President Trump announced via Twitter on Tuesday that US and China will finally sign the elusive phase one trade deal on 15th of January. Taking place at the White House, high level representatives of China will be present. Moreover, Trump also said he will go to Beijing himself “at a later date” where talks will begin for phase two. With phase one close to being signed, markets can now obsess over phase two.
Given how long it has taken to reach phase one (which isn’t yet ‘in the bag’) then it’s anyone’s guess as to how long the next phase will take. Yet with the US elections looming, it remains in Trump’s best interest to get it over the line sooner than later, which inadvertently puts him in a weaker spot in terms of negotiating. Whilst Trump has publicly said he doesn’t need a trade deal before the election, it seems unlikely he won’t want phase two complete. So, we could well see delaying tactics from China in order to squeeze extra concessions for phase two.
S&P500 E-mini futures gapped higher on Tuesday and now trade just below their record highs. A small bullish candle on New Year’s Eve respected the 10-day eMA and suggests a swing low could be in at 3213. Yet if 3213 is to be broken, it points towards a deeper correction and not a trend reversal.
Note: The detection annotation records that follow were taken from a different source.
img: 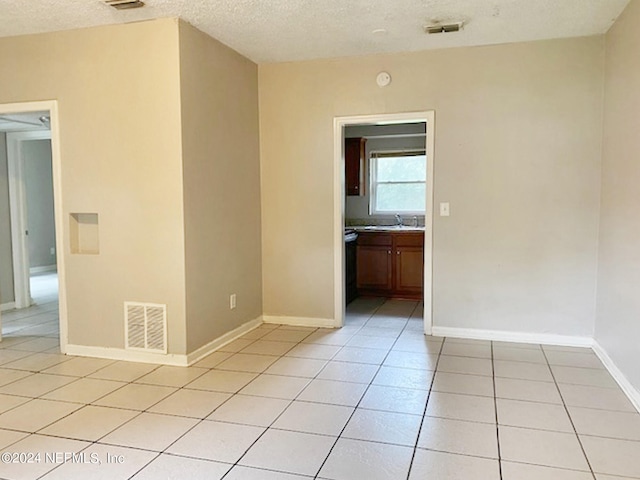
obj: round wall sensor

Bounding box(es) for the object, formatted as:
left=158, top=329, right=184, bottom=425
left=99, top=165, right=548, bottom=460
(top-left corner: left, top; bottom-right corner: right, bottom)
left=376, top=72, right=391, bottom=87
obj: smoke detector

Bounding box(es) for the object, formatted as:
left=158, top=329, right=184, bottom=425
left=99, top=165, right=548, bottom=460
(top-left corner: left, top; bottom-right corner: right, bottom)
left=102, top=0, right=144, bottom=10
left=424, top=22, right=463, bottom=35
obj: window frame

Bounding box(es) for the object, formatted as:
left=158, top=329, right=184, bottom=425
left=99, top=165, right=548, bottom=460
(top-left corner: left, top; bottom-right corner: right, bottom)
left=369, top=149, right=428, bottom=216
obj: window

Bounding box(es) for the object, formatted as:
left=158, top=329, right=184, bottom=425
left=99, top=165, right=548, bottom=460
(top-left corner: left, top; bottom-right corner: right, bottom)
left=370, top=150, right=427, bottom=215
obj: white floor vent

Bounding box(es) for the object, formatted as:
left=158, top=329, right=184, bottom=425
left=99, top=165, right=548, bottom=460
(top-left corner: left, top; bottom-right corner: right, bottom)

Looking at seasonality for the S&P500, January tends to fare well as it’s posted average positive returns over the past 30, 10 and 5 years. Median returns are all positive over these lookback periods, and it’s seen bullish closes 60% of the time over the past 30 years.
Time will tell if January will see it break to new high, but the trend structure on S&P500 is clearly bullish with its series of higher lows and remains above its bullish trendline.